Entre-temps, sur la lancée, expose le rapport Stern, l'atmosphère, qui comprend 430 parts par million (ppm) de gaz à effet de serre (contre 280 ppm avant la révolution industrielle), en contiendra trois fois plus en 2100. La température montera de 2 °C ou 3 °C en 2050 et de 3 °C à 10 °C en 2100. Et de souligner l'ampleur du problème en rappelant que le thermomètre est aujourd'hui plus haut de seulement 5 °C par rapport à l'ère glaciaire.
Pourquoi l'échec ? Parce que la gestion du climat pose une question inédite à l'humanité, "un défi biblique", dit justement Martin Wolf dans le Financial Times : il faut que tout le monde participe et qu'il n'y ait pas de gros malin profitant, sans rien faire, des efforts des autres. La méthode du cri d'alarme, de l'exemplarité et de la restriction volontaire défaille. Elle se heurte en outre, quoi qu'en disent les militants Verts, à des incertitudes scientifiques.
Pas sur la réalité du réchauffement ni sur la responsabilité de l'homme (encore que Claude Allègre a bien raison de maintenir des doutes), mais sur les conséquences de ce réchauffement. Ensuite parce que les solutions en appellent à un retour des Etats à une coopération entre eux, ce qui déplaît aux pays libéraux (la très grande majorité), qui craignent cet étatisme et redoutent qu'il ne débouche sur un immense gâchis d'argent.

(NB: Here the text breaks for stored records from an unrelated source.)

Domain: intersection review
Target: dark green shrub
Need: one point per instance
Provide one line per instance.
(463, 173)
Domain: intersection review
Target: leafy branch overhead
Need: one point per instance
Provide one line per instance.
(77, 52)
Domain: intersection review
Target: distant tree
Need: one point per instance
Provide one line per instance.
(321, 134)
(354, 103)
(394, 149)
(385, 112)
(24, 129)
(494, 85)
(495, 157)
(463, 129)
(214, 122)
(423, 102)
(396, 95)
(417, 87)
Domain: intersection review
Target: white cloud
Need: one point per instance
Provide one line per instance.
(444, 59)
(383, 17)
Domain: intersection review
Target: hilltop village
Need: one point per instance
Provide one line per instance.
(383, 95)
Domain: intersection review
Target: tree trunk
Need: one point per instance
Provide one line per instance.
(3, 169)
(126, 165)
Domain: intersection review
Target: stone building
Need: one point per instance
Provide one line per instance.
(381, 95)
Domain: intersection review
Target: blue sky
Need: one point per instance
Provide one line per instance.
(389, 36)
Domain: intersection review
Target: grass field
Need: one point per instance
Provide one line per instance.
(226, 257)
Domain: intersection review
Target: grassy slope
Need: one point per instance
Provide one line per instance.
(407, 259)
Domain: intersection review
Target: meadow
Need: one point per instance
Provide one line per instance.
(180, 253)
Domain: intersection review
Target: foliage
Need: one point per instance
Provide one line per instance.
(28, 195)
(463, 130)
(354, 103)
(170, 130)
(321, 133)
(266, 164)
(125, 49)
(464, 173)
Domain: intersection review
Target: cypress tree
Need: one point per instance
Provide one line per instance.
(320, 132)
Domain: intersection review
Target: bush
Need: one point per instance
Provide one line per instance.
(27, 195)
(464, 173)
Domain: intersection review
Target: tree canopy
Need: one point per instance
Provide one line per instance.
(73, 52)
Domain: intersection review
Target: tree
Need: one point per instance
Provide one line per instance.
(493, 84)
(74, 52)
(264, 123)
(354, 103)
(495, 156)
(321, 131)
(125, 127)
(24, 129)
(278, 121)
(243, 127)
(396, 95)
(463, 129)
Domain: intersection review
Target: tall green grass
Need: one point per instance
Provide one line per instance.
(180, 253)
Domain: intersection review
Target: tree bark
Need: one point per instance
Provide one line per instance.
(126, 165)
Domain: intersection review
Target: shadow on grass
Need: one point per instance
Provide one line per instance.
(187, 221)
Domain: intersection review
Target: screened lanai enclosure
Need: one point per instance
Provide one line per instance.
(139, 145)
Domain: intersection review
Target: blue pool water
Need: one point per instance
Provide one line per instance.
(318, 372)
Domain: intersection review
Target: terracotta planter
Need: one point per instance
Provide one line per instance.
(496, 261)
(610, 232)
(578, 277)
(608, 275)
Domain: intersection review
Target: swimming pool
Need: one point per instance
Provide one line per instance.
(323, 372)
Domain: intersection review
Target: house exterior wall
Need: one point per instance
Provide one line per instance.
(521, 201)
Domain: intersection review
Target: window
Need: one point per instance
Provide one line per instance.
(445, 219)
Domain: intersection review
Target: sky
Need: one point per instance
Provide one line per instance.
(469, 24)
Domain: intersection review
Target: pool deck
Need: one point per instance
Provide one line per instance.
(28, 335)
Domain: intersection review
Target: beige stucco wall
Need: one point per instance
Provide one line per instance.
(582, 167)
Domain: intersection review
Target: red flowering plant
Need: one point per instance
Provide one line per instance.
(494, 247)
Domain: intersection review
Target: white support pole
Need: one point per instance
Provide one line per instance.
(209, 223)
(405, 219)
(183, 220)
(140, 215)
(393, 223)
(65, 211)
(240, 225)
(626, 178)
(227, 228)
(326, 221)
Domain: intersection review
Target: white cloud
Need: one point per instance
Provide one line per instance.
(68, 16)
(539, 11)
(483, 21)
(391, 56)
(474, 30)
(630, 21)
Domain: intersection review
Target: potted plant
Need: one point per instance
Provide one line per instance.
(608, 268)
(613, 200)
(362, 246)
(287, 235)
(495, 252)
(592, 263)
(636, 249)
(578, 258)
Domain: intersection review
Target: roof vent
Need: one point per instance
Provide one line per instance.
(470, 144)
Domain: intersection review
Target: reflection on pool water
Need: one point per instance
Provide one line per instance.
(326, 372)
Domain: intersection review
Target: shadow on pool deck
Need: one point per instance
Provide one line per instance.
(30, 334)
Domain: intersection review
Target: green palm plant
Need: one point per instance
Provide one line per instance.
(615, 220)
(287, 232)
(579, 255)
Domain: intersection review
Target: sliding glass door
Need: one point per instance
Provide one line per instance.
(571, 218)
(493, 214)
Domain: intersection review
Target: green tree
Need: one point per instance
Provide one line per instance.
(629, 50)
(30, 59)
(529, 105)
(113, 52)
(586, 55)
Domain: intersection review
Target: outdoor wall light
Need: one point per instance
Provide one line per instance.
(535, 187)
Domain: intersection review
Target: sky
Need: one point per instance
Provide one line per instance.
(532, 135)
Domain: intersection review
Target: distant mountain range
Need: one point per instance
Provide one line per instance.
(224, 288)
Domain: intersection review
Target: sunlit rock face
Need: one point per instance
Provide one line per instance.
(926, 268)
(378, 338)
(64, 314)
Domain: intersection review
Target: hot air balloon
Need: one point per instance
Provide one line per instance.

Comment convaincre les réticents, et d'abord les États-Unis et la Chine ? Sûrement pas en leur proposant la "modération", et encore moins de changer le capitalisme. Nicolas Stern inverse le point de vue : c'est le réchauffement qui menace la croissance, et non pas le contraire. "Le monde n'a pas à choisir entre "éviter le changement climatique" et "promouvoir la croissance et le développement". L'évolution des technologies énergétiques et les mutations des appareils économiques font que la croissance n'est pas antinomique avec la réduction des gaz à effet de serre." Il faut bien sûr faire prendre conscience (comme les écolos ou Al Gore), taxer le CO2 (comme M. Hulot, mais à l'échelle mondiale), mais à la condition de décupler les efforts de recherche et de développement sur les énergies propres.
Pas moins de croissance, mais plus de science. Ajoutons : plus de nucléaire.